Economia

Generali d’agosto

Generali d'agosto

I soldi non dormono e non vanno in vacanza. Francesco Gaetano Caltagirone lo sa e ha deciso di far loro compagnia, anche ad agosto. Mentre gli italiani si mettono in fila sulla spiaggia o fra le vette, dimostrando a se stessi che la solitudine è uno stato d’animo interiore, non certo una meta estiva, lui s’è messo in fila per salire nell’azionariato delle Assicurazioni Generali. Di quella compagnia è già membro del consiglio d’amministrazione e dell’esecutivo, ora, dopo i rastrellamenti agostani, ne possiede poco meno dell’1,9%. Sostiene che sia un buon investimento, e tanto basta a giustificare la spesa.

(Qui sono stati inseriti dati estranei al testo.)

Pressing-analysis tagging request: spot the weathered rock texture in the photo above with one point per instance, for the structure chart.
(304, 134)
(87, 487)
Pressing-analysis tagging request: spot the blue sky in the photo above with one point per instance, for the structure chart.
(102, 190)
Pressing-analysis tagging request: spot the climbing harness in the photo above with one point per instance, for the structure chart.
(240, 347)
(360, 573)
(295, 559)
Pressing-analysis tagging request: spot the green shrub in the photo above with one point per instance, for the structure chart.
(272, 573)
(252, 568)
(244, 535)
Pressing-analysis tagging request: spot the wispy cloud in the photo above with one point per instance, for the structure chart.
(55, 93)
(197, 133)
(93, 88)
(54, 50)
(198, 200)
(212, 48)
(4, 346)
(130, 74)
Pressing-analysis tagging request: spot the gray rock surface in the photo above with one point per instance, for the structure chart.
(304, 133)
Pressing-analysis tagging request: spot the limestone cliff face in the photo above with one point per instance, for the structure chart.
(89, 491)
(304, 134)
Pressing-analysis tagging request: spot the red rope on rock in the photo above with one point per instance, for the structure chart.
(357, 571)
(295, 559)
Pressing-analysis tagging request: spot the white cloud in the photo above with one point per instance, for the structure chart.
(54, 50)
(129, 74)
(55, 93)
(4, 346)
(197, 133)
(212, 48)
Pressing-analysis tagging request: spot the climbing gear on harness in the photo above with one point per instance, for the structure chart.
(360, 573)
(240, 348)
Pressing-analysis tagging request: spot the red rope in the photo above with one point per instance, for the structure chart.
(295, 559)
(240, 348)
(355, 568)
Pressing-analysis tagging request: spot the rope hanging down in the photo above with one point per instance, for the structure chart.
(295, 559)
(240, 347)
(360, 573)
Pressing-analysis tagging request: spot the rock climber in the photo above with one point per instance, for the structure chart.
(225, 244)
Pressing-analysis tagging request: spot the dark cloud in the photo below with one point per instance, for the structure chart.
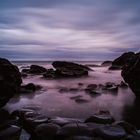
(72, 29)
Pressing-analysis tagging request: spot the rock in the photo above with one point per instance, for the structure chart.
(47, 131)
(79, 100)
(10, 133)
(79, 138)
(34, 69)
(131, 74)
(123, 60)
(29, 119)
(69, 69)
(91, 89)
(76, 97)
(102, 118)
(106, 63)
(75, 129)
(29, 88)
(113, 132)
(63, 121)
(49, 74)
(10, 80)
(110, 86)
(123, 84)
(115, 68)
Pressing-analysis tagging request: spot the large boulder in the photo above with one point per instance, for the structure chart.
(69, 69)
(122, 60)
(34, 69)
(10, 81)
(131, 74)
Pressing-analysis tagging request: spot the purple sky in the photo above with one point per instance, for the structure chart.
(68, 29)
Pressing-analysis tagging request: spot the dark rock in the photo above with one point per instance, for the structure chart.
(113, 132)
(76, 97)
(29, 88)
(106, 63)
(123, 60)
(80, 100)
(131, 74)
(79, 138)
(10, 80)
(10, 133)
(34, 69)
(101, 118)
(47, 131)
(75, 129)
(123, 84)
(115, 68)
(69, 69)
(63, 121)
(49, 74)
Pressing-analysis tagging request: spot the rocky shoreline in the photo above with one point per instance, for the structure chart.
(28, 123)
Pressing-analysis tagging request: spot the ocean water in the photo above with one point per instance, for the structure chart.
(122, 104)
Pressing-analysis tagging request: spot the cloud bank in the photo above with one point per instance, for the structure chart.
(68, 29)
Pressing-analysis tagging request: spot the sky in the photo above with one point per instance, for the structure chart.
(68, 29)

Ma c’è dell’altro.
Assieme a Mediobanca, Generali è uno dei cardini attorno ai quali girava l’intero assetto del capitalismo italiano. Almeno per tutta la lunga stagione che s’accompagnò alla ricostruzione ed alla guerra fredda, che rendeva impossibile quel che oggi chiamiamo “globalizzazione”. Enrico Cuccia fu il gran sacerdote di quel periodo, il suo rapporto con i francesi stabilizzò la proprietà di Generali. Il mondo, oggi, è cambiato, quei due poteri non hanno più il ruolo di un tempo, ma questo non significa che abbiano perso di valore e rilevanza. Per giunta le loro sorti s’intrecciano, perché a breve si dovrà ridiscutere sia il patto di sindacato che regge Mediobanca che l’assetto dirigenziale di Generali. Può darsi che al grande pubblico sfugga, ma son cose che hanno a che vedere con il potere assai più delle smargiassate politiche sull’inno o sul partito del Sud, per non dire delle avventure non esattamente galanti.

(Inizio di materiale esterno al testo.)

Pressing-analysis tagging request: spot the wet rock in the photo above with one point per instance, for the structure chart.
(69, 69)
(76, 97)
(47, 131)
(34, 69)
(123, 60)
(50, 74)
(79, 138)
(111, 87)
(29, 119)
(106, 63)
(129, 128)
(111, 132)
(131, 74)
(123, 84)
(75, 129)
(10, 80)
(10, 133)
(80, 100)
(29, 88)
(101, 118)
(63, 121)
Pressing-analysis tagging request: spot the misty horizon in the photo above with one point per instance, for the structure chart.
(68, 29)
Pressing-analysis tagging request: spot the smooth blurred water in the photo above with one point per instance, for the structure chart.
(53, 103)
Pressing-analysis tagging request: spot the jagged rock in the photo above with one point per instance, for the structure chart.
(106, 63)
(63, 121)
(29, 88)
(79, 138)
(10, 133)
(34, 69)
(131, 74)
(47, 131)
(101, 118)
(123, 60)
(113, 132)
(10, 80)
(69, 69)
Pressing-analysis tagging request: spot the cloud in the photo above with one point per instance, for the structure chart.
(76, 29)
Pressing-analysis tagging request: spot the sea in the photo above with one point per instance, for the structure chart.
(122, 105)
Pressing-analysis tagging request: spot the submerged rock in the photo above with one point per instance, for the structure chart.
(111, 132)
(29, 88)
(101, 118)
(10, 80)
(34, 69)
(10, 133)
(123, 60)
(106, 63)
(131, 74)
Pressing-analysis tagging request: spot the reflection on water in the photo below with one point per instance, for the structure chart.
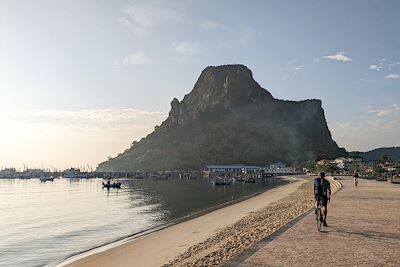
(44, 222)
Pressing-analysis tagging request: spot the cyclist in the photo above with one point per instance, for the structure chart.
(322, 192)
(355, 178)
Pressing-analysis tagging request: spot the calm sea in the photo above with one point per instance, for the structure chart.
(43, 223)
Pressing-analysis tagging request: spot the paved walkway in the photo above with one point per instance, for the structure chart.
(364, 230)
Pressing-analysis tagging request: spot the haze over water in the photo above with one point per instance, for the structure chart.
(42, 223)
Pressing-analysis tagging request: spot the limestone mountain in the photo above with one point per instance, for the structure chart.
(228, 118)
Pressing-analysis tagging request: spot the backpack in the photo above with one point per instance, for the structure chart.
(318, 186)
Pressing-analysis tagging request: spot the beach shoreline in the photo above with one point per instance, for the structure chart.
(163, 245)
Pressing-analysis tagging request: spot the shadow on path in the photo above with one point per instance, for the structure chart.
(368, 234)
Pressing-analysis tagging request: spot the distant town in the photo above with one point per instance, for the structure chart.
(383, 169)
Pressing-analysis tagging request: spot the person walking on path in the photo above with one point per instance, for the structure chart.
(322, 193)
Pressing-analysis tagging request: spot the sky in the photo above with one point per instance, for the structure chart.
(80, 80)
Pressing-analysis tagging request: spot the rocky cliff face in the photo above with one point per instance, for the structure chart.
(228, 119)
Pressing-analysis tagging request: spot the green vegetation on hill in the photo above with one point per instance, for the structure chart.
(229, 119)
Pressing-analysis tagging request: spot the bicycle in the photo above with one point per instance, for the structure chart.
(319, 215)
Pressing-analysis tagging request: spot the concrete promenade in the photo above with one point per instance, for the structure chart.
(363, 230)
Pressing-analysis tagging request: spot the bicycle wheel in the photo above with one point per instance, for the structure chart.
(319, 218)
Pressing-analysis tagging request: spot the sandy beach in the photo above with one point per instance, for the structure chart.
(192, 242)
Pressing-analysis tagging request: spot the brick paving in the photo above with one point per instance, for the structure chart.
(364, 230)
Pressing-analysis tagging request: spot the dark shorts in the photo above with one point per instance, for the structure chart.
(322, 198)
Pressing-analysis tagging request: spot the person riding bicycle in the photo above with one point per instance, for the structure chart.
(355, 178)
(322, 192)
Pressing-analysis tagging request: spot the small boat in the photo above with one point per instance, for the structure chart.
(113, 185)
(222, 181)
(44, 178)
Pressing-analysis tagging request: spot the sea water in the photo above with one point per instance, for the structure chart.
(44, 223)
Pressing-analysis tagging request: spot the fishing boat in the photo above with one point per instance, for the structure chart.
(45, 178)
(108, 184)
(222, 181)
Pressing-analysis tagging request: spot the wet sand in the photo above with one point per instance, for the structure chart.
(181, 244)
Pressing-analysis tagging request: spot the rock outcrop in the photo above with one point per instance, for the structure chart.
(228, 118)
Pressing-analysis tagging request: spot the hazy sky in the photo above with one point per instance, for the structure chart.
(80, 80)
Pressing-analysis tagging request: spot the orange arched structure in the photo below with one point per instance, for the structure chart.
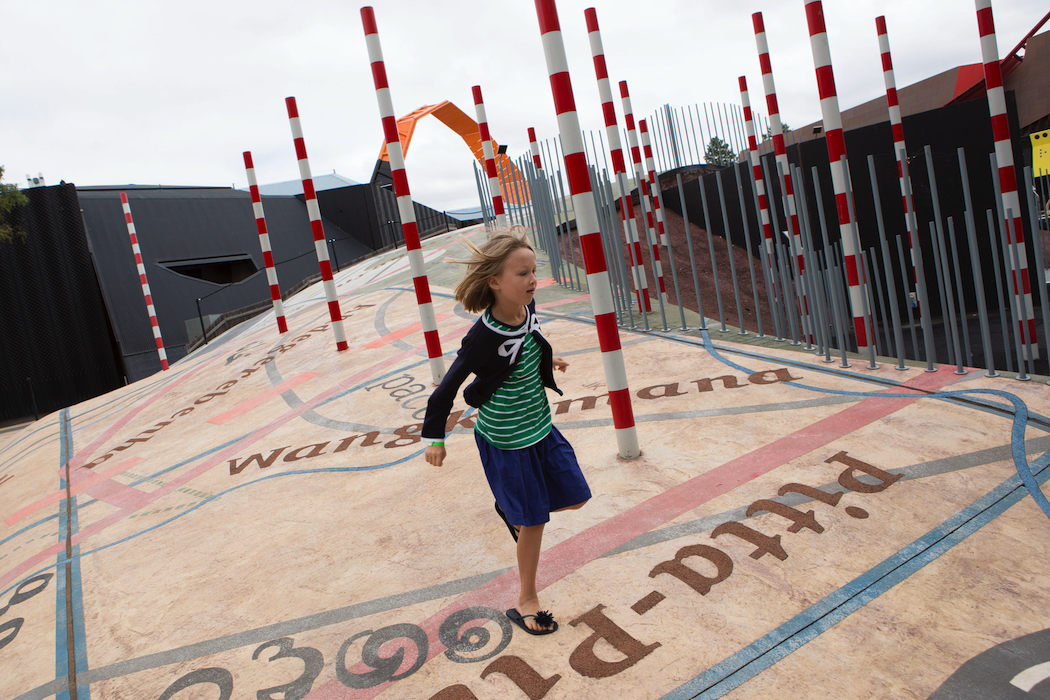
(512, 184)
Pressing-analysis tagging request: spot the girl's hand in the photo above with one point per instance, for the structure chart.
(436, 454)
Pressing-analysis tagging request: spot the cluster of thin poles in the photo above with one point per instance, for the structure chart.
(809, 304)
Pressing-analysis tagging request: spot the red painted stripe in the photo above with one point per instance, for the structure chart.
(764, 64)
(591, 17)
(575, 168)
(561, 87)
(608, 335)
(547, 14)
(379, 76)
(623, 412)
(433, 343)
(601, 71)
(986, 24)
(334, 310)
(369, 20)
(390, 130)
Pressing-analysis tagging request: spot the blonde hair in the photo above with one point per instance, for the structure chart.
(484, 263)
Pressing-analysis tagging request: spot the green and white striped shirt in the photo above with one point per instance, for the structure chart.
(518, 415)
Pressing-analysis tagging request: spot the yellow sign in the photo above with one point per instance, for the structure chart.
(1041, 152)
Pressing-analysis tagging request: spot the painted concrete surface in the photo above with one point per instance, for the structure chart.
(259, 522)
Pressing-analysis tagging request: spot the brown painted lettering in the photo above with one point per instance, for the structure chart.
(583, 659)
(314, 450)
(410, 432)
(264, 463)
(370, 440)
(586, 403)
(691, 577)
(457, 692)
(668, 390)
(847, 480)
(764, 544)
(524, 676)
(208, 397)
(781, 375)
(729, 382)
(817, 494)
(799, 520)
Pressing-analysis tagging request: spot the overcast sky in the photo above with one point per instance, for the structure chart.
(143, 91)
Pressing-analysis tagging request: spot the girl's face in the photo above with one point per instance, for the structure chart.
(516, 283)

Il problema dell’italianità della società non è legata alla distribuzione azionaria, ma a quella dei poteri. Gli azionisti italiani hanno quasi il 70%. I maggiori, fra i quali spicca Mediobanca, concentrano poco più del 31. Sono livelli apparentemente del tutto sicuri. Ma Cuccia aveva disegnato un sistema capace di dare vita ad un capitalismo senza capitali, tutto fondato sui patti di sindacato e garantito dall’influenza di Mediobanca. Quella era la diga che impediva alla politica di comandare sul “padronato”, e, al tempo stesso, ai padroncini, spesso minuscoli e profittatori, di arricchirsi troppo a danno delle aziende. Traghettare quel sistema nell’era della finanza globale è faccenda assai delicata, perché le porte che ieri sbarravano il cammino ai barbari possono essere, oggi, l’accesso per i cavalli di Toria. Inoltre, anche al nostro interno la mappa dei potenti attende d’essere ridisegnata. Il che spiega il lavorio di queste settimane, non destinato a cessare.
Quando nacquero, nel 1831, le Generali avevano come simbolo l’aquila asburgica, che divenne leone veneziano solo dopo l’annessione del Veneto all’Italia. Senza tirare in ballo Oberdan e “l’odiata gallina”, il percorso inverso, certo non asburgico, non sarebbe gradevole.